Can i have some autumn for few days?

Posted by maryam at 6:01 AM

September 17, 2009

happiness with you

There is only one way that we can live happily ever after
and that way is that
i stop thinking.

Posted by maryam at 1:00 PM

September 15, 2009

It's so nice
to wake up in the morning
all alone
and not have to tell somebody
you love them
when you don't love them
any more.

Richard Brautigan

Posted by maryam at 11:53 AM

September 8, 2009

Lack of attanetion

when you had your haircut in one the best salon and you had a hard time arranging your time going there, but nobody notice your haircut neither in office or at home, Do you think you need to change your salon or you need to think twice before choosing your hair style!?
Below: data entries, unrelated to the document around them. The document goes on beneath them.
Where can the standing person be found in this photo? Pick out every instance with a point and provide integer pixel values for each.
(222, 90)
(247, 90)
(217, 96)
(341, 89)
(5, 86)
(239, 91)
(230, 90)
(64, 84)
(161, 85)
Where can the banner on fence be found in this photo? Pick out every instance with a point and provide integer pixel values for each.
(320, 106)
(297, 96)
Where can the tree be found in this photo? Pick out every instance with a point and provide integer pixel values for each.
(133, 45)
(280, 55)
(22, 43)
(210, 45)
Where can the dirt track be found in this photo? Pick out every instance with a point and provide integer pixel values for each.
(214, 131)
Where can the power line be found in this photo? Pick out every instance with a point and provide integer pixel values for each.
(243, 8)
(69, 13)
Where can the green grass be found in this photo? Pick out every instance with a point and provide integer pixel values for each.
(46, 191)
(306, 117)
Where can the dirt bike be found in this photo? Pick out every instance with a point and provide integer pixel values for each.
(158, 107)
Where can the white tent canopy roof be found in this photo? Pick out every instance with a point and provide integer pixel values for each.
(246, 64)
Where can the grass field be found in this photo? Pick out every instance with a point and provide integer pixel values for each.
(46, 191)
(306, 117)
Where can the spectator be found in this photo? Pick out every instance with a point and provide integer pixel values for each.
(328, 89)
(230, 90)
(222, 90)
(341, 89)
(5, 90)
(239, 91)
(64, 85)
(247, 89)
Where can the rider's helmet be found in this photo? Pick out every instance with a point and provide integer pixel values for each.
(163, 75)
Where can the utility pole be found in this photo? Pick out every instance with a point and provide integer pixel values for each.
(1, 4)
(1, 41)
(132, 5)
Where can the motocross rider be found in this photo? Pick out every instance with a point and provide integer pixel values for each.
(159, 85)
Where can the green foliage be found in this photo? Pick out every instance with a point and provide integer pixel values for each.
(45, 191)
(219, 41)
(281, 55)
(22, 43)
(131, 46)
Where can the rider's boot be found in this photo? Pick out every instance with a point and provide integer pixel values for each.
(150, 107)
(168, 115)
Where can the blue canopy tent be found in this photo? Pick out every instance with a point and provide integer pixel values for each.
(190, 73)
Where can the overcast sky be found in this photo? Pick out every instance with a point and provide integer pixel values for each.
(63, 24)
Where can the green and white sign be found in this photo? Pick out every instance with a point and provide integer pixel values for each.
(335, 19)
Posted by maryam at 6:20 AM

September 1, 2009

Over and over again

It happened again.
i was waiting for this moment ,
the moment that i break, the moment that somebody break in my eyes,
the moment that i feel this is not going to work,
the moment that i feel i would regret if i continue,
the moment that i can't walk in any more,
the moment that i stop in the middle of way,
the moment that i lose my hopes for somebody,
It happened last night.
My passions are gone now, i am empty from my feeling. My inner parent is controlling over my feeling now.